Neue Direktverbindung nach Libyen: Pradeep Pinakatt, kaufmännischer Geschäftsführer des Düsseldorfer Flughafens (2.v.l.), und Ulrich Topp, Leiter Aviation Business Development am Flughafen Düsseldorf (rechts), begrüßten Medsky-CEO Seraj Elfitore (links) und Abubaker Elfortia, Aufsichtsratsvorsitzender Medsky Airways, bei der ersten Ankunft aus Tripolis. © Flughafen Düsseldorf / Caroline Schlüter
Die libysche Airline Medsky Airways verbindet Düsseldorf ab sofort zweimal wöchentlich nonstop mit der libyschen Hauptstadt – als einzige Direktverbindung aus Deutschland.
Düsseldorf. Nach mehr als einem Jahrzehnt Unterbrechung ist Libyen wieder direkt aus Deutschland zu erreichen. Medsky Airways landete am Sonntagnachmittag erstmals am Düsseldorfer Flughafen – ein Moment, der für die libysche Community in Deutschland und für Unternehmen mit Geschäftsbeziehungen in den nordafrikanischen Staat gleichermaßen Bedeutung hat.
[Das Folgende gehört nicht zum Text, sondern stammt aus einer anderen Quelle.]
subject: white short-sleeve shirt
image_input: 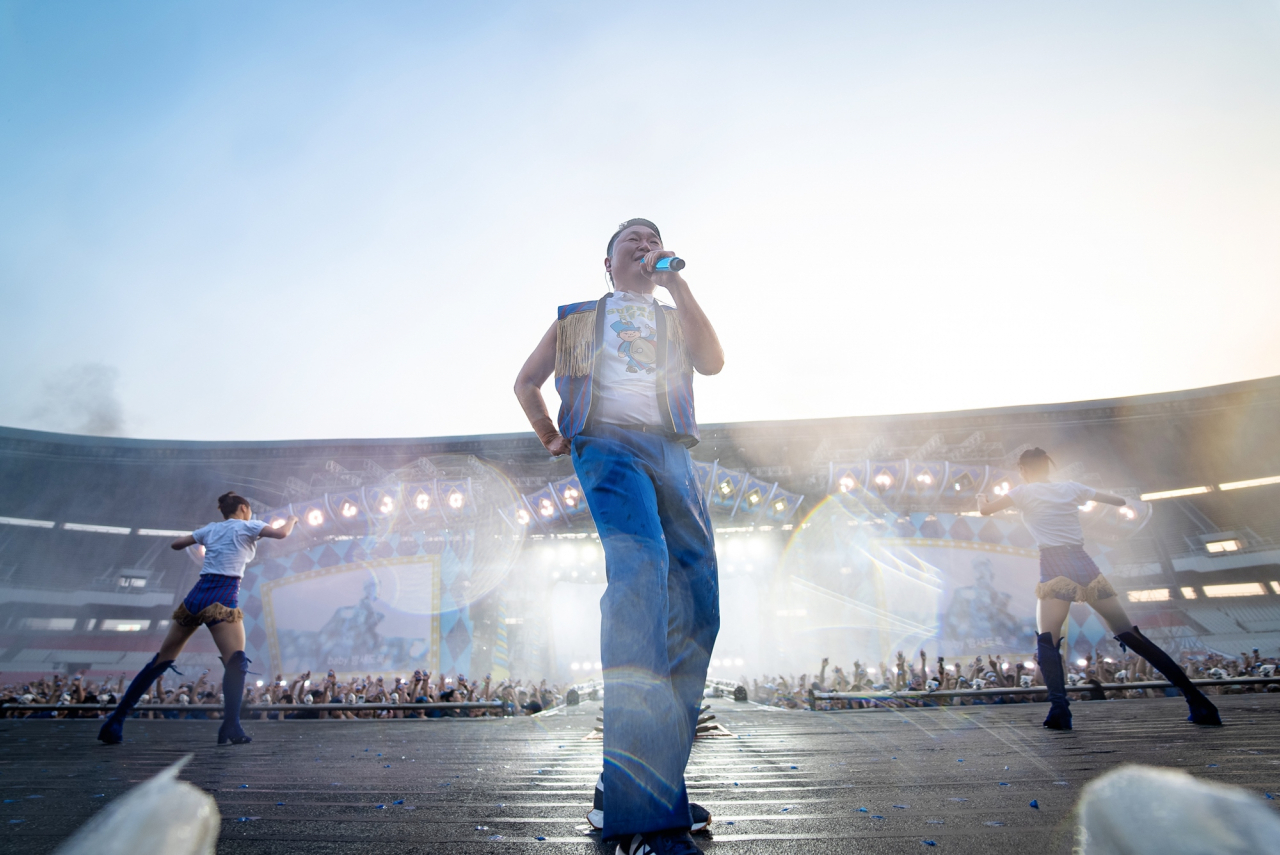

Die libysche Fluggesellschaft bietet fortan zweimal wöchentlich, sonntags und freitags, eine Nonstopverbindung zwischen Düsseldorf und dem Mitiga International Airport in Tripolis an. Die Flugzeit beträgt rund drei Stunden; eingesetzt wird ein Airbus A320. Es ist die einzige Direktlinie zwischen Deutschland und Libyen.
— Abubakar Elfortia, Aufsichtsratsvorsitzender Medsky Airways
Am Gate des Düsseldorfer Airports begrüßten Pradeep Pinakatt, kaufmännischer Geschäftsführer des Flughafens, und Ulrich Topp, Leiter Aviation Business Development, die Vertreter der Airline: Seraj Elfitore, CEO von Medsky Airways, sowie Abubakar Elfortia, den Aufsichtsratsvorsitzenden.
Pinakatt betonte die strategische Dimension der neuen Strecke: „Nicht jede Verbindung ist großvolumig – dennoch kann sie sehr wichtig sein, weil sie Menschen mit Familien, Unternehmen mit Projekten und Institutionen mit Partnern verbindet.” Düsseldorf übernehme damit eine Brückenfunktion zwischen Nordrhein-Westfalen, Deutschland und Nordafrika.
Die Verbindung richtet sich vor allem an Menschen aus der libyschen Community, die familiäre Bindungen in ihrer Heimat pflegen. Daneben ist sie relevant für Firmen, Hilfsorganisationen und Institutionen, die in Libyen tätig sind – etwa in der Energie- und Infrastrukturbranche, im Gesundheitswesen oder in der Entwicklungszusammenarbeit. Für solche Akteure bedeutet ein Direktflug weniger Reiseaufwand und mehr Planungssicherheit in einem nach wie vor volatilen Umfeld.
Historischer Hintergrund. Bereits zwischen 2007 und 2011 gab es regelmäßige Nonstopflüge zwischen Düsseldorf und Tripolis, damals betrieben von Afriqiyah Airways. Der libysche Bürgerkrieg setzte dem Betrieb ein Ende. Nach einem kurzen Neustart 2012 wurden die Direktflüge 2014 endgültig eingestellt. Seitdem war Libyen aus Deutschland nur mit Zwischenlandung zu erreichen.
Dass nun erstmals seit über zehn Jahren wieder eine direkte Verbindung besteht, wertet Elfortia als Signal weit über den Luftverkehr hinaus: Es bringe Hoffnung und markiere den Beginn einer neuen Phase der Öffnung Libyens gegenüber Europa.